I Built a Vision AI That Blocks Blockchain Attacks Invisible to Every Text-Based Security System — From Ouagadougou, Burkina Faso
How a fine-tuned Vision-Language Model on AMD MI300X detected a Drain Star attack that scored 0.42 on every existing system — and blocked it in 48ms.
The Attack That Slipped Through Everything
It was 14:32:01 UTC. Nine wallets simultaneously initiated transfers toward a single hub address. Each transfer: $0.48 USDC. Each one, individually, looked completely normal.
The receiving hub had no prior negative reputation. The sending wallets had clean histories. The transaction amounts were below average for each sender. Frequency was moderate. No single transaction triggered any rule.
Every existing text-based security system would have scored this as R = 0.42 — ambiguous, borderline. In the best case: escalated to human review. In the worst case: allowed through.
$4.32 USDC drained. Nine victims. Zero alerts.
This is a Drain Star attack — and it's completely invisible to text-based analysis.
Until now.
The Problem Nobody Is Solving
I've been building blockchain security infrastructure for the past 6 months. What I kept running into was a fundamental gap that nobody in the ecosystem had properly addressed.

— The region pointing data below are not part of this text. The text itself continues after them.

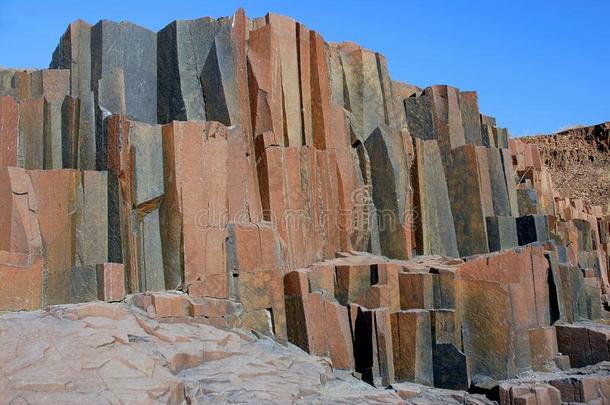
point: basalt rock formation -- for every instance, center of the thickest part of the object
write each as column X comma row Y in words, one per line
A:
column 578, row 160
column 289, row 186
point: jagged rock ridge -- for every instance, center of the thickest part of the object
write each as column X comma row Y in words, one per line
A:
column 578, row 160
column 289, row 186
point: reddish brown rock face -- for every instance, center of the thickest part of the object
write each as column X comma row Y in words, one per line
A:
column 245, row 173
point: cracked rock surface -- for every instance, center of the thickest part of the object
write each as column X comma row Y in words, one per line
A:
column 115, row 354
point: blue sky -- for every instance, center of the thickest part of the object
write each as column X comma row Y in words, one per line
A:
column 538, row 66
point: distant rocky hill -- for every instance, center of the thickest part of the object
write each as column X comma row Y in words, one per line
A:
column 579, row 161
column 245, row 174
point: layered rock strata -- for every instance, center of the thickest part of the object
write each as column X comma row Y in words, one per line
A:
column 290, row 186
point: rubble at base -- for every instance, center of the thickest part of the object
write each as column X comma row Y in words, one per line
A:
column 243, row 174
column 118, row 353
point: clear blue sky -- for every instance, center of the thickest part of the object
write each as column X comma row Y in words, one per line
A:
column 538, row 65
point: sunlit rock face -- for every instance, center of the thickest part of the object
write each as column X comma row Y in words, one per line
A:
column 289, row 186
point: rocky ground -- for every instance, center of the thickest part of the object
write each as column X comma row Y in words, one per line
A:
column 103, row 353
column 579, row 162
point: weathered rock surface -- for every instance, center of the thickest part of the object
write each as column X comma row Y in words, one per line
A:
column 578, row 161
column 246, row 174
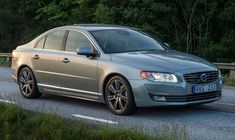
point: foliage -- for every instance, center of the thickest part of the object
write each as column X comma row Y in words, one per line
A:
column 201, row 27
column 228, row 81
column 18, row 124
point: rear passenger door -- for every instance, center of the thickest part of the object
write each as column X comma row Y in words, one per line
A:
column 46, row 59
column 79, row 72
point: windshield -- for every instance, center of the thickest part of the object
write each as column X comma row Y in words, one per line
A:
column 126, row 40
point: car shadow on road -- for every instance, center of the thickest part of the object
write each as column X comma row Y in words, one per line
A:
column 141, row 111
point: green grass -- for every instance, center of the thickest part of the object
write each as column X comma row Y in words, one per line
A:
column 228, row 81
column 3, row 62
column 17, row 124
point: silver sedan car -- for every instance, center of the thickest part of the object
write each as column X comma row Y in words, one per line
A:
column 120, row 66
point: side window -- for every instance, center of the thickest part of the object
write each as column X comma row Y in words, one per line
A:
column 76, row 40
column 54, row 41
column 40, row 43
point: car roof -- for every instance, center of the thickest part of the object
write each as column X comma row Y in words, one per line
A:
column 94, row 27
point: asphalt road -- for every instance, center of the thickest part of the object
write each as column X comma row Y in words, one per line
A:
column 210, row 121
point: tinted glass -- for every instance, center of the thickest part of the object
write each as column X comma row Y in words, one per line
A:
column 40, row 43
column 54, row 41
column 76, row 40
column 125, row 40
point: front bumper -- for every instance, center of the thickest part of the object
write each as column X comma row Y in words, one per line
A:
column 174, row 94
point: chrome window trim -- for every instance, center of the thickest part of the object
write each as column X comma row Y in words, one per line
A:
column 69, row 89
column 62, row 74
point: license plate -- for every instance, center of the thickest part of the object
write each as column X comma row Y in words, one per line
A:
column 204, row 88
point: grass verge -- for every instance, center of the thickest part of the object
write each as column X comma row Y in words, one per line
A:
column 16, row 123
column 228, row 81
column 4, row 63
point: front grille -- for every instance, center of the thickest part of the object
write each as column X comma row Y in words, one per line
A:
column 195, row 78
column 192, row 97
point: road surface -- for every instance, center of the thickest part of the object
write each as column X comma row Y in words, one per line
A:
column 210, row 121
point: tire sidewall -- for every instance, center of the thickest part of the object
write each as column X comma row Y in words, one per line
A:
column 130, row 99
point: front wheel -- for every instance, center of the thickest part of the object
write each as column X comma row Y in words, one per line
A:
column 119, row 96
column 28, row 84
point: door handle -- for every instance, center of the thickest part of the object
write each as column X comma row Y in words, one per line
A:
column 36, row 57
column 66, row 60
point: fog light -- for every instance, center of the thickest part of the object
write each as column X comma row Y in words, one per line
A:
column 159, row 98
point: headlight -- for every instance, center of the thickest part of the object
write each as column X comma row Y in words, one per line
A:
column 160, row 77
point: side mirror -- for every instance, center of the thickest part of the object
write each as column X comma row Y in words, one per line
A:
column 86, row 50
column 168, row 45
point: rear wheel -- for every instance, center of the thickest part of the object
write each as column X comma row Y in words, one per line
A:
column 119, row 96
column 27, row 84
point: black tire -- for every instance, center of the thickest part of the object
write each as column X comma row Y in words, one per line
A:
column 119, row 97
column 28, row 84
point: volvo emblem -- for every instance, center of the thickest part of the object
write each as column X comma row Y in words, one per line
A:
column 203, row 78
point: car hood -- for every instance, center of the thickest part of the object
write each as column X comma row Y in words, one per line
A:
column 162, row 61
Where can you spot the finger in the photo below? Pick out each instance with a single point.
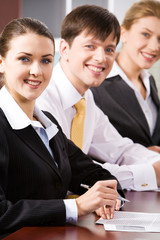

Traditional security systems — both rule-based and ML-based — analyze transactions one at a time. They look at:
Amount (normal? abnormal?)
Frequency (too fast?)
Destination (known bad actor?)
Smart contract (audited?)
This works fine for simple attacks. But coordinated attacks don't look dangerous at the individual transaction level. The attack signature is topological — it exists in the relationship between transactions, not in any single one.
A Drain Star attack with 9 wallets sending $0.48 each is:
9 normal-looking amounts ✓
9 normal frequencies ✓
9 transactions to the same destination (suspicious? maybe)
1 hub address with no prior bad history ✓
Text-based score: R = 0.42. ESCALATE. Maybe a human catches it. Maybe not.
The Insight That Changed Everything
Here's what I realized: these attacks are visually obvious.
When you render the transaction subgraph as an image — wallets as nodes, transfers as directed edges — a Drain Star looks exactly like a star. Nine spokes pointing to one hub. Red hub node (high degree centrality). Purple edges (USDC transfers).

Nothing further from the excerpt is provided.